Waterfall in Scrum Clothing

It was painfully clear the people from the vendor wanted to please us when they started using Scrum terminology to describe what they were doing. It's just a shame that they were still doing waterfall.

Sitting across the table from them at the kickoff meeting, the vendor representatives laid out their schedule. They told us what to expect with each sprint, listing out deliverables and so forth. Aside from the fact that this was all projected out ahead of time and left in no way to their development team, the sprints themselves were of irregular lengths. There were two week, three week, and even five week sprints, in no perceptible order or pattern. Finally someone asked them why the sprints were different lengths, and a project manager told us that this was necessary because some of the work couldn't be made to fit into sprints of a single length.

At this point, let me make two things clear:

First, in Scrum, the product owner prioritizes the backlog and the team selects what they can work on based on that prioritization. This involves discussion and even negotiation between the two parties, mediated by the scrum master. Though the ultimate goal of the project can be defined, we won't know  for certain what goes into a particular sprint until the team actually commits to it.

Second, work can always be made to fit within a defined sprint length, whether that's one, two, or four weeks. Every so often I encounter a team that insists they're special snowflakes with work unlike any other team's, and so they can't organize along these lines. They've always been wrong. Additionally, it's a really bad idea to have sprints go longer than four weeks, as this detracts from the agility of the team. They have fewer opportunities to respond to change the longer the sprint goes.

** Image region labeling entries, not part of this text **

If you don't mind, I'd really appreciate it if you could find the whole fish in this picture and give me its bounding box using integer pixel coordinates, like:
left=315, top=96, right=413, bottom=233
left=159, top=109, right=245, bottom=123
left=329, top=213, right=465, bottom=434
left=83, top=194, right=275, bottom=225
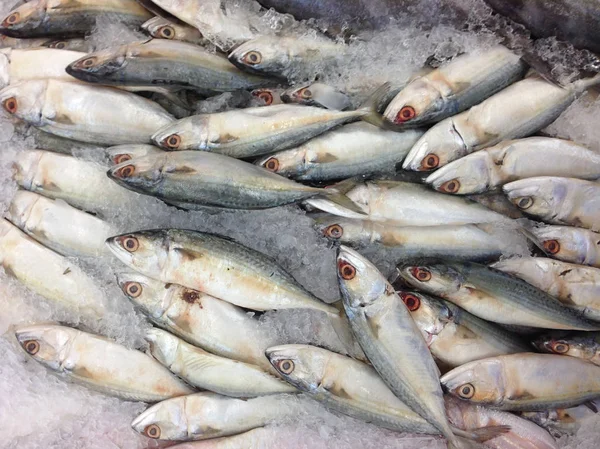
left=15, top=324, right=193, bottom=402
left=397, top=291, right=530, bottom=368
left=6, top=190, right=116, bottom=257
left=256, top=123, right=423, bottom=181
left=492, top=257, right=600, bottom=321
left=425, top=137, right=600, bottom=195
left=502, top=176, right=600, bottom=231
left=131, top=392, right=298, bottom=441
left=0, top=79, right=173, bottom=145
left=152, top=90, right=387, bottom=158
left=0, top=219, right=105, bottom=319
left=66, top=39, right=273, bottom=95
left=440, top=353, right=600, bottom=411
left=142, top=16, right=207, bottom=45
left=117, top=273, right=277, bottom=370
left=13, top=150, right=133, bottom=212
left=402, top=77, right=600, bottom=171
left=383, top=45, right=527, bottom=127
left=337, top=246, right=462, bottom=448
left=533, top=332, right=600, bottom=366
left=530, top=226, right=600, bottom=268
left=398, top=261, right=600, bottom=330
left=306, top=181, right=508, bottom=226
left=145, top=328, right=296, bottom=398
left=108, top=151, right=352, bottom=209
left=0, top=0, right=152, bottom=38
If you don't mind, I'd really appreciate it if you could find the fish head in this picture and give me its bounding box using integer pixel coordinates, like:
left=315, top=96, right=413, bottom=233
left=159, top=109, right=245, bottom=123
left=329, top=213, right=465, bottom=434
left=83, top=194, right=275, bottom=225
left=229, top=36, right=292, bottom=76
left=0, top=0, right=48, bottom=38
left=106, top=230, right=169, bottom=279
left=265, top=345, right=331, bottom=392
left=152, top=115, right=209, bottom=151
left=131, top=396, right=189, bottom=440
left=15, top=324, right=78, bottom=371
left=402, top=119, right=466, bottom=171
left=440, top=357, right=505, bottom=406
left=0, top=79, right=48, bottom=126
left=337, top=245, right=394, bottom=308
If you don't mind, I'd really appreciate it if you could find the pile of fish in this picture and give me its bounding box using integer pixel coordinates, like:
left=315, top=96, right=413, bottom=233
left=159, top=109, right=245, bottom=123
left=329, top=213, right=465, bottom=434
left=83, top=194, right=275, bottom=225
left=0, top=0, right=600, bottom=449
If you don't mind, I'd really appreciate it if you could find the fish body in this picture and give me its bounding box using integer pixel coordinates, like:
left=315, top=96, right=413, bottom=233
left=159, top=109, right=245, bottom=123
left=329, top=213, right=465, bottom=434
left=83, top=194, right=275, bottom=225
left=502, top=176, right=600, bottom=231
left=426, top=137, right=600, bottom=195
left=15, top=324, right=193, bottom=402
left=440, top=353, right=600, bottom=411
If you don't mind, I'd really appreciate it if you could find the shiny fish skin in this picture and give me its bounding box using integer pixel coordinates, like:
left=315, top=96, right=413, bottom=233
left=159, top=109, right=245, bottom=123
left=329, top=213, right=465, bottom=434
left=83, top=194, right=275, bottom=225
left=398, top=261, right=600, bottom=330
left=117, top=273, right=277, bottom=370
left=15, top=324, right=193, bottom=402
left=0, top=219, right=105, bottom=319
left=256, top=123, right=423, bottom=181
left=492, top=257, right=600, bottom=321
left=145, top=329, right=296, bottom=398
left=6, top=190, right=116, bottom=257
left=441, top=353, right=600, bottom=411
left=426, top=137, right=600, bottom=195
left=502, top=176, right=600, bottom=231
left=0, top=79, right=174, bottom=145
left=383, top=45, right=526, bottom=127
left=0, top=0, right=152, bottom=38
left=131, top=393, right=298, bottom=441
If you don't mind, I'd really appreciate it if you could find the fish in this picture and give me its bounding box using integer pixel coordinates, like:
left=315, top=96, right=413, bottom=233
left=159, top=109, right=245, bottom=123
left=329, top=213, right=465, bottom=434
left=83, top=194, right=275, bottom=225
left=0, top=0, right=152, bottom=38
left=66, top=39, right=273, bottom=95
left=398, top=261, right=600, bottom=330
left=0, top=79, right=174, bottom=145
left=383, top=45, right=527, bottom=128
left=107, top=151, right=364, bottom=209
left=425, top=137, right=600, bottom=195
left=13, top=150, right=135, bottom=212
left=337, top=246, right=462, bottom=448
left=228, top=35, right=345, bottom=79
left=533, top=331, right=600, bottom=366
left=492, top=257, right=600, bottom=321
left=117, top=272, right=277, bottom=371
left=396, top=290, right=531, bottom=368
left=530, top=226, right=600, bottom=268
left=402, top=75, right=600, bottom=171
left=131, top=392, right=298, bottom=441
left=15, top=324, right=194, bottom=402
left=0, top=219, right=106, bottom=319
left=440, top=353, right=600, bottom=411
left=6, top=190, right=116, bottom=257
left=502, top=176, right=600, bottom=231
left=144, top=328, right=296, bottom=398
left=256, top=122, right=423, bottom=181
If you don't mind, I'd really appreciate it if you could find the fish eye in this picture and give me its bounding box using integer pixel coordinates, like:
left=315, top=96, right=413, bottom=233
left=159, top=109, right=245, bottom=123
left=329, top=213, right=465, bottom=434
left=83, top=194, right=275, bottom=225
left=2, top=97, right=19, bottom=114
left=542, top=240, right=560, bottom=254
left=400, top=293, right=421, bottom=312
left=23, top=340, right=40, bottom=355
left=242, top=51, right=262, bottom=65
left=421, top=153, right=440, bottom=170
left=144, top=424, right=160, bottom=440
left=325, top=224, right=344, bottom=240
left=458, top=384, right=475, bottom=399
left=396, top=106, right=417, bottom=123
left=338, top=262, right=356, bottom=281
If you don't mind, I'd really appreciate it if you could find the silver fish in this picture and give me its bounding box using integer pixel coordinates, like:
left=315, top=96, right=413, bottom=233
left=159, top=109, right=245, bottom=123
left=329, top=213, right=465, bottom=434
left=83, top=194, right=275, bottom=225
left=15, top=324, right=193, bottom=402
left=402, top=77, right=600, bottom=171
left=398, top=261, right=600, bottom=330
left=383, top=45, right=527, bottom=127
left=256, top=123, right=423, bottom=181
left=502, top=176, right=600, bottom=231
left=425, top=137, right=600, bottom=195
left=441, top=353, right=600, bottom=411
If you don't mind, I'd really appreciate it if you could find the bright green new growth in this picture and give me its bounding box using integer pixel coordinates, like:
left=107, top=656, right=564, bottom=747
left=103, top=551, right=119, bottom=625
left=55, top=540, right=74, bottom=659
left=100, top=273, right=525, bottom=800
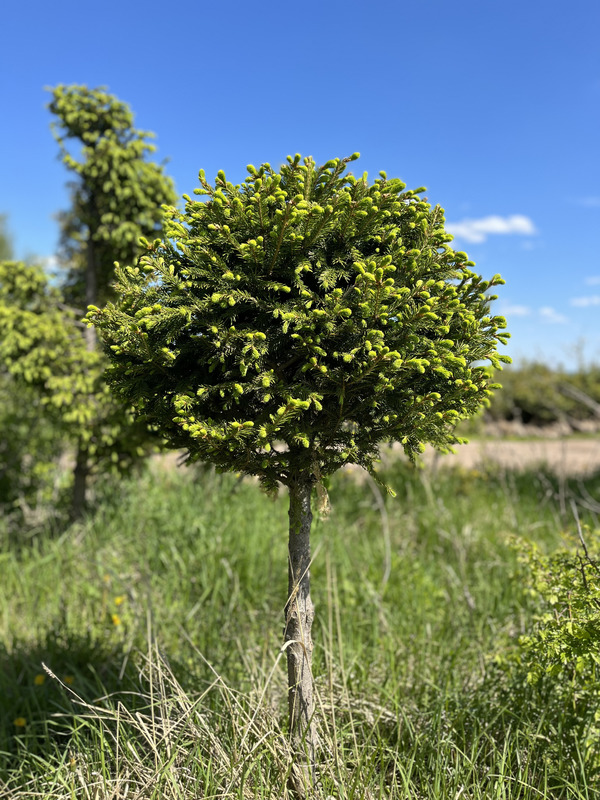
left=88, top=154, right=508, bottom=489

When the project came to a close, we were all invited to participate in a 'retrospective.' I thought this was weird, given that we were the client and not the team members. I was right. It was weird. This was an old-fashioned post mortem with the client that was shoehorned into the general format of a retrospective.

Waterfall is not my preference, but I far prefer it being presented honestly and on its own terms rather than dressed up in Agile garb and paraded around. Rather than being impressed with the vendor's effort, I questioned their wisdom.